- Müminle filozof bu işe karar verdiler... mucizelerin devam ettiği zuhur etti; doğru olan galip oldu... bu cevaptan
- چون گرو بستند غالب شد صواب ** در دوام و معجزات و در جواب
- Anladım ki âlemin evveli vardır, bu gök kubbe sonradan yaratılmıştır diyen haklıdır.
- فهم کردم کانک دم زد از سبق ** وز حدوث چرخ پیروزست و حق
- Münkirin getirdiği delilin yüzü daima sarıdır... o inkârın doğruluğuna nerede bir nişane?
- حجت منکر هماره زردرو ** یک نشان بر صدق آن انکار کو
- Münkirlerin övüldüğü bir minare nerede?
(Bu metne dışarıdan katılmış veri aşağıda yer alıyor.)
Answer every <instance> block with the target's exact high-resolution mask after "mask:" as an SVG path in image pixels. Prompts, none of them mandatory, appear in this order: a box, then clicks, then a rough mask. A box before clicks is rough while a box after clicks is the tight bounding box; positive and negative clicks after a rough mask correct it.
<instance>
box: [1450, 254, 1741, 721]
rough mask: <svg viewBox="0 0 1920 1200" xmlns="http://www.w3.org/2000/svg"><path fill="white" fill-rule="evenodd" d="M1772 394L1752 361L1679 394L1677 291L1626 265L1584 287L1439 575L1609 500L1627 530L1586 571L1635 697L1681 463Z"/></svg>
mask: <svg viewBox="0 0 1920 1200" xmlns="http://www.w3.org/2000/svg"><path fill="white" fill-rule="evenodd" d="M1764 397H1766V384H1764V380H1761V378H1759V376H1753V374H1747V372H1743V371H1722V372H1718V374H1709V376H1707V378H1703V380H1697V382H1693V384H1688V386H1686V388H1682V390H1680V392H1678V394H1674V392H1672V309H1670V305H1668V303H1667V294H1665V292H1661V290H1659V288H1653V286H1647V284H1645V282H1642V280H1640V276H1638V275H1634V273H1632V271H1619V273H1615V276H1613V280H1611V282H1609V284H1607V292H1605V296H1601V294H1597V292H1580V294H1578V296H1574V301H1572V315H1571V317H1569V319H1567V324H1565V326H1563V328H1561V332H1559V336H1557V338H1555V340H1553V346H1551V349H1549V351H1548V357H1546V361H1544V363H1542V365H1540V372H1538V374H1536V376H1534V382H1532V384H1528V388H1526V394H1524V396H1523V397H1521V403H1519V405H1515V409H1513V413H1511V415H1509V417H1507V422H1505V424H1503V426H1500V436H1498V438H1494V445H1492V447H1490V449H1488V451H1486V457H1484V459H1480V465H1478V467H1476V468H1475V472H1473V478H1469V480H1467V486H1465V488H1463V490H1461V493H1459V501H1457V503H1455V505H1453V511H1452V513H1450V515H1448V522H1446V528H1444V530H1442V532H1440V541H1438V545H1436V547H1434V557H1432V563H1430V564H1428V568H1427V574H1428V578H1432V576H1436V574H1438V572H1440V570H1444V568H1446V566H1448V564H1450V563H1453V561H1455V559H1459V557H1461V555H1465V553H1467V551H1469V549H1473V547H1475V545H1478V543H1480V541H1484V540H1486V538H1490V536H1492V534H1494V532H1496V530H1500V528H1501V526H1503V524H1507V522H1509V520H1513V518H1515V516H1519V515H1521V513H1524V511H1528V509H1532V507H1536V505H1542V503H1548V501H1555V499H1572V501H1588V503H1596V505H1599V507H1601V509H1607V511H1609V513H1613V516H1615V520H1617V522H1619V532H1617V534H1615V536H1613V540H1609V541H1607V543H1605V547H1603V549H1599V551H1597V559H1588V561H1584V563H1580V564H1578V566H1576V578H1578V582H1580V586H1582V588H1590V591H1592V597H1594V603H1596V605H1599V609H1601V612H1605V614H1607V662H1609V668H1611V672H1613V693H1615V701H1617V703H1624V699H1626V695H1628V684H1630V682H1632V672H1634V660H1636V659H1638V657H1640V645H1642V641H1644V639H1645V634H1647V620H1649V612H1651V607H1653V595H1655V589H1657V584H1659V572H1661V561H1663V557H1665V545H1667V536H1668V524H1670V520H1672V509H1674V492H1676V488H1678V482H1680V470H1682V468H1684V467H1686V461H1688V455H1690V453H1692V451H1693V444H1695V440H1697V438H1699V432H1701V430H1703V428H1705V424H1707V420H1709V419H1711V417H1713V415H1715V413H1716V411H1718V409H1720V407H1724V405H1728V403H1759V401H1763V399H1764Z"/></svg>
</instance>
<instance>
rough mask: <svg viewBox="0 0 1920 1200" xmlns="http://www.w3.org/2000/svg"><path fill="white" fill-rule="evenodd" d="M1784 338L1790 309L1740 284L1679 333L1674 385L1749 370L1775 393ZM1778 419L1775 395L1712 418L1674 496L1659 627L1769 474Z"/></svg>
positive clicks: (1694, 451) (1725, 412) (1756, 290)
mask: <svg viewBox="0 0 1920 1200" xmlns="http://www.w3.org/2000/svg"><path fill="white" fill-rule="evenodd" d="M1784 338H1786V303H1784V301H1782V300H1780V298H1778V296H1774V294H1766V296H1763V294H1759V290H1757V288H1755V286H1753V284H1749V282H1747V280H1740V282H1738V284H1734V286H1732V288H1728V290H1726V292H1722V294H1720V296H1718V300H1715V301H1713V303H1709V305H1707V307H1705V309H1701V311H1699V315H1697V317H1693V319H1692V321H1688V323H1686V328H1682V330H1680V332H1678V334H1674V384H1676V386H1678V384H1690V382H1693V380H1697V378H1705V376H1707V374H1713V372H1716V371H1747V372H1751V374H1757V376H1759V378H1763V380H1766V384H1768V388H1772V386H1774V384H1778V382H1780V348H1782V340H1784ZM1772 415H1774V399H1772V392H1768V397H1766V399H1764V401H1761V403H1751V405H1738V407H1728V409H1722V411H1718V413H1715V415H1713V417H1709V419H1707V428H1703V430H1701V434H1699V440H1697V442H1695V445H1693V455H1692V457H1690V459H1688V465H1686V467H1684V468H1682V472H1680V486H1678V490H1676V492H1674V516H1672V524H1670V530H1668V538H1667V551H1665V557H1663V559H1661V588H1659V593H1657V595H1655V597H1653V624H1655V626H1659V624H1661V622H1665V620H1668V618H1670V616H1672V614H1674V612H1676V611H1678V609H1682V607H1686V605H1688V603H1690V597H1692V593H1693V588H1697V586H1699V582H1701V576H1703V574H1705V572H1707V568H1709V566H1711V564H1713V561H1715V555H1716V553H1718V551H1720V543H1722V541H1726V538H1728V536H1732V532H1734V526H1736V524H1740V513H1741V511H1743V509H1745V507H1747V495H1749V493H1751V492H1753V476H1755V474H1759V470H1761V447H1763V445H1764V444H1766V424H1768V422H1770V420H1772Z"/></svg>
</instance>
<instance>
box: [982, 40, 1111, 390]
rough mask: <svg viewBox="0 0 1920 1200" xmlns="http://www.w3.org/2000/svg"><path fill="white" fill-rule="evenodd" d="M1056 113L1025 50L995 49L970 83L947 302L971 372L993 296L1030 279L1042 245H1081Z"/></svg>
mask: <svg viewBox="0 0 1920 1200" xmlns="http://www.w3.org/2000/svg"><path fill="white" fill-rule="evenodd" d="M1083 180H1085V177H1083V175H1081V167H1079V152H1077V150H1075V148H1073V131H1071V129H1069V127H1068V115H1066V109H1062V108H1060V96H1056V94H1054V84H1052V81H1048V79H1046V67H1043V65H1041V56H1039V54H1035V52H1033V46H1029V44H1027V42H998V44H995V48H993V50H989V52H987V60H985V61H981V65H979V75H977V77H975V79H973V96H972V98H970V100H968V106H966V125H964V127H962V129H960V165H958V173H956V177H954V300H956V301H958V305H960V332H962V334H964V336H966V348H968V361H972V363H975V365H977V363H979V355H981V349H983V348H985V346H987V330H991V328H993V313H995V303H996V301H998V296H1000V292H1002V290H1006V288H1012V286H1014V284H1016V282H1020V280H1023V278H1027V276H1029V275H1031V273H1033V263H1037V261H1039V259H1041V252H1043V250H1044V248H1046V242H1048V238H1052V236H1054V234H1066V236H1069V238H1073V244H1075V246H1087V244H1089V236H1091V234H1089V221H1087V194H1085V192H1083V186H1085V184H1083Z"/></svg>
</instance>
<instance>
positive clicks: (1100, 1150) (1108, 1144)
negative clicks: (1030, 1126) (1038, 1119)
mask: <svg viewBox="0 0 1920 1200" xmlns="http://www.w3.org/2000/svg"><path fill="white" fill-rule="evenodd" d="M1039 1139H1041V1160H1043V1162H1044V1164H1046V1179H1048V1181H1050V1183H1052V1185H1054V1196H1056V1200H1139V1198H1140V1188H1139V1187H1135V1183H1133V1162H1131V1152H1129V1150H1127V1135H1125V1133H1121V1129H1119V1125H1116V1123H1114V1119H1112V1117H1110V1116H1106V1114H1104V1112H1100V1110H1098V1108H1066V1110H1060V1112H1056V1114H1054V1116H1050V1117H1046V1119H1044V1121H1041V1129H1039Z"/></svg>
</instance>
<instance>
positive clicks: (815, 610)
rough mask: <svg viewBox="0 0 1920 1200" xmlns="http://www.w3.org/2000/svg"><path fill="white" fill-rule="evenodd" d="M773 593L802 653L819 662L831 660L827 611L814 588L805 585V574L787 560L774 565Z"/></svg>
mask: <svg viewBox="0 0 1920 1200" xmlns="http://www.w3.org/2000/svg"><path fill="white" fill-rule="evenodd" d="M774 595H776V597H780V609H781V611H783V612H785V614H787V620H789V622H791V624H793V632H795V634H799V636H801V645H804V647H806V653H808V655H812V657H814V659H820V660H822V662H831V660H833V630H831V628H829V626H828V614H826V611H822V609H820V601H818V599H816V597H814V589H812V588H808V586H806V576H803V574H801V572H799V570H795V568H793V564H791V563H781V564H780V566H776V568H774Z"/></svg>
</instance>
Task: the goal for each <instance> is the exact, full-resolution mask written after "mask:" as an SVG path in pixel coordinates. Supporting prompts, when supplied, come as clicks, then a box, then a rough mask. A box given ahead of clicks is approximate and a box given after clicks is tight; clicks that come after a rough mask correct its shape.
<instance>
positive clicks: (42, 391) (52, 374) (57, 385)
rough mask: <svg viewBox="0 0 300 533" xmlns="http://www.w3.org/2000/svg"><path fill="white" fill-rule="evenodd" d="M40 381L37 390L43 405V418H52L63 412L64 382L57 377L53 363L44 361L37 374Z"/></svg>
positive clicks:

Alemde böyle bir minare göster bana da onların doğruluğuna nişane olsun. 2870
- یک مناره در ثنای منکران ** کو درین عالم که تا باشد نشان
- Hani nerede bir mimber ki oraya birisi çıksın da bir münkirin zamanını ansın.
- منبری کو که بر آنجا مخبری ** یاد آرد روزگار منکری
- Paraların üstüne basılan peygamber adları, kıyamete kadar onların doğruluğuna alâmettir.
- روی دینار و درم از نامشان ** تا قیامت میدهد زین حق نشان
- Padişahların paraları değişir durur.. fakat Ahmed’in parası, kıyamete dek sürer gider!
- سکهی شاهان همی گردد دگر ** سکهی احمد ببین تا مستقر
- Altın olsun, gümüş olsun... bir paranın üstünde bir münkirin adını gösterene!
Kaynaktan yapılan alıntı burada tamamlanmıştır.